There is a bit of a disagreement emerging within the healthcare sector among people who are thoroughly convinced of a physician shortage that will only grow worse and others who think that the problem is not as bad as it appears. The disagreement was highlighted in a May 2019 Advisory Board article written by contributing editor Ashley Fuoco Antonelli.
In her article, Antonelli pointed out data from the Association of American Medical Colleges (AAMC) that puts the physician shortage at nearly 122,000 by 2032. Like others, the AAMC cites an aging population and their need for more healthcare services as one of the primary factors contributing to the shortage.
Antonelli also pointed to other data that demonstrates the perceived shortage may not be so dire. She referenced a study published by JAMA in 2017 that looked at the total number of primary care physicians as compared to the total number of patients seeking care. Using the baseline of 1,500 patients per doctor – as recommended by the Agency for Healthcare Research and Quality – it looks like we have more than enough primary care physicians to meet demand.
Making Sense of the Data
The thing about data is that it does not lie. So what do we do with the conflicting physician shortage data? Understanding that data doesn’t lie, there’s only one reason data could show such drastically different scenarios: it is not being understood the same way by all those tasked with interpreting it.
Let us use a comparable example to explain the point. Say you have a vendor management system provided by a healthcare staffing MSP. Each person who uses that system can customize his or her own dashboard to display the most important data at a glance. Because each user is different, they all view the data from different angles. As a result, they all interpret the data differently.
In the case of the doctor shortage, people are looking at raw numbers without understanding what they mean. If you look only at the number of physicians as opposed to the number of patients, it is easy to project that we will not have enough doctors to meet future demand. But if you dig deeper into how medical staffing is currently being utilized, you discover something interesting: a bigger problem than the perceived doctor shortage is how current resources are being utilized.
Better Resource Management
To whatever extent the doctor shortage might not be as bad as it looks, better resource management might be the right answer in the long term. Rather than concentrating healthcare services in major cities and continuing to encourage a broad array of individual specialties, maybe we should work toward de-emphasizing specialties and finding ways to even out the imbalance between where healthcare services are available and where they are lacking.

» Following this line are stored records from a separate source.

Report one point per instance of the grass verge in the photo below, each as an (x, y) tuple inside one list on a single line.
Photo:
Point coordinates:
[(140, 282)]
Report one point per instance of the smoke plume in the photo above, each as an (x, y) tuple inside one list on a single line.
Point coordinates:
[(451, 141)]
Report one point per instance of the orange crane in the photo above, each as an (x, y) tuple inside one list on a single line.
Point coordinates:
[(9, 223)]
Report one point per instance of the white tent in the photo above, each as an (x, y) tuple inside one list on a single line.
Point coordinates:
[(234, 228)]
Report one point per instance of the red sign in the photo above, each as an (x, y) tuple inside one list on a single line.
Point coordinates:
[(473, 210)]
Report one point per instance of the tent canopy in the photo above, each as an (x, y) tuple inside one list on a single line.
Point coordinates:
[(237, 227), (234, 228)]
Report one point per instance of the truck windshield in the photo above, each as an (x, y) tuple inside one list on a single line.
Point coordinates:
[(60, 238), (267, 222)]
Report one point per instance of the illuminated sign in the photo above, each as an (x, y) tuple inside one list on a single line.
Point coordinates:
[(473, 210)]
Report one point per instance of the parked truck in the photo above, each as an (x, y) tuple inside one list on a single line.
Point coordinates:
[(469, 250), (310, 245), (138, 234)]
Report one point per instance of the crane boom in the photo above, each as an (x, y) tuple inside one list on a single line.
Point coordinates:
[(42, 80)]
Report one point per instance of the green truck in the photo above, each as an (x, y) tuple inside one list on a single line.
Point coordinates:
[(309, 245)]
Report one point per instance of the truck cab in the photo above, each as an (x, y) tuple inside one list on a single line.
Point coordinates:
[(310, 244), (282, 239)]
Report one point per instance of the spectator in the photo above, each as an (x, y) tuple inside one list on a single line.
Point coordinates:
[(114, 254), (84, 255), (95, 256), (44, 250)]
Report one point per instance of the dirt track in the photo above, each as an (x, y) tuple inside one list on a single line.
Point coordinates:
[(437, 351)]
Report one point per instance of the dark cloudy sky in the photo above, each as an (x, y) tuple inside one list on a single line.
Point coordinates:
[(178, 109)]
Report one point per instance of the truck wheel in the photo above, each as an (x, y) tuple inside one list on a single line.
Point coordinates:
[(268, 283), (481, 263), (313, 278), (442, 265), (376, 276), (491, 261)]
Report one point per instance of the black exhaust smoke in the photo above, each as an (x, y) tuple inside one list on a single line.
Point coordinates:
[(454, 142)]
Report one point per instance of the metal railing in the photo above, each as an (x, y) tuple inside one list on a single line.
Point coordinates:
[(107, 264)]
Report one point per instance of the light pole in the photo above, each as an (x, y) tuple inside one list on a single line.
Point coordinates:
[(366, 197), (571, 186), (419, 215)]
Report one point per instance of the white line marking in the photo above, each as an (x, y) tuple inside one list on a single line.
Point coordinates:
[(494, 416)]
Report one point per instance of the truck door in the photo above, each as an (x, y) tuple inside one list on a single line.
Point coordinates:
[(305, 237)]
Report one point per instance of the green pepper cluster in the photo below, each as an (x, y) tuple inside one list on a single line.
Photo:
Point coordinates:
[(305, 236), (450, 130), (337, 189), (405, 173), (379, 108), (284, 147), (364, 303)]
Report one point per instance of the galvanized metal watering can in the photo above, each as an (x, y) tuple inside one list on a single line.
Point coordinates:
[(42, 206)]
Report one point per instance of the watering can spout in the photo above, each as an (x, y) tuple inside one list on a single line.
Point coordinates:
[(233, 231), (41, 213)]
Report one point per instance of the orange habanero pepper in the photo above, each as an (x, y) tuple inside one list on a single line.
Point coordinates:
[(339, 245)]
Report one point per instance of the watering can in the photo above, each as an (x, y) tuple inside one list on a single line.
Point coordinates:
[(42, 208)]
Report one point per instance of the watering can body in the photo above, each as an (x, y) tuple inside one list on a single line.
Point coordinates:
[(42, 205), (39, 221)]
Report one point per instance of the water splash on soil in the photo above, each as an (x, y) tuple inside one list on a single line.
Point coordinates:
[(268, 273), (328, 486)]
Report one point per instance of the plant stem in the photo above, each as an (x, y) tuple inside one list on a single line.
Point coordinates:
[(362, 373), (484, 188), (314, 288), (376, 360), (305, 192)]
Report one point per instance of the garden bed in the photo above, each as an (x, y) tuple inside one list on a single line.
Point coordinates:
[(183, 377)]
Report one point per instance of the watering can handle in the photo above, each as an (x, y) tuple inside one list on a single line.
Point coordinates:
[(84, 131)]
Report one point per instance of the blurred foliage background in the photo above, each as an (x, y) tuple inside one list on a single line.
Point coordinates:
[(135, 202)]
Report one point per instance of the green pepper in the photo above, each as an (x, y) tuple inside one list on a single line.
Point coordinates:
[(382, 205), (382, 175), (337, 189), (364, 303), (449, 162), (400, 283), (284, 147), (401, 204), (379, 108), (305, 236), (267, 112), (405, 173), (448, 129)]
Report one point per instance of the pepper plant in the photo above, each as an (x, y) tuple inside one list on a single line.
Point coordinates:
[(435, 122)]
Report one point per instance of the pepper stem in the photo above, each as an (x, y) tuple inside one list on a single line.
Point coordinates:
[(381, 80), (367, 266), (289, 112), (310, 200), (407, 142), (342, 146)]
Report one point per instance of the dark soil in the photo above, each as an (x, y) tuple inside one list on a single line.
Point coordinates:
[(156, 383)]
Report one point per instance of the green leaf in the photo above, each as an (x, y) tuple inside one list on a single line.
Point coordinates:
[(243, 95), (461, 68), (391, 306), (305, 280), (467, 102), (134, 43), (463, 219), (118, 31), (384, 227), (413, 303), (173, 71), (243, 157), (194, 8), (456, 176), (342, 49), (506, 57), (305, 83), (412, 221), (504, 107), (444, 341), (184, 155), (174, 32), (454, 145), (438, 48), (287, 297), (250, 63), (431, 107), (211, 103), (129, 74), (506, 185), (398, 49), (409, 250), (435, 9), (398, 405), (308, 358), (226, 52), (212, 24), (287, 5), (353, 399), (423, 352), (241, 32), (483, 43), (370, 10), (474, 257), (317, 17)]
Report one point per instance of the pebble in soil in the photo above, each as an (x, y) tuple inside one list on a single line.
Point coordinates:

Just like facilities can adopt healthcare and managed services to manage distribution of services within their own environments, the industry as a whole could do a better job managing resources across the board. Data suggests that doing so could greatly alleviate any doctor shortage that currently exists.
In the meantime, facilities must rely on a variety of strategies to provide continuity of care even in the midst of staffing shortages. Among them is the locum tenens strategy. Locum tenens are no longer viewed as a short-term, stopgap measure. Locum tenens have become a core part of facility staffing strategies among both hospitals and group practices.
Is the doctor shortage really as bad as it looks? Perhaps not. Maybe it is really more of a matter of not properly distributing resources.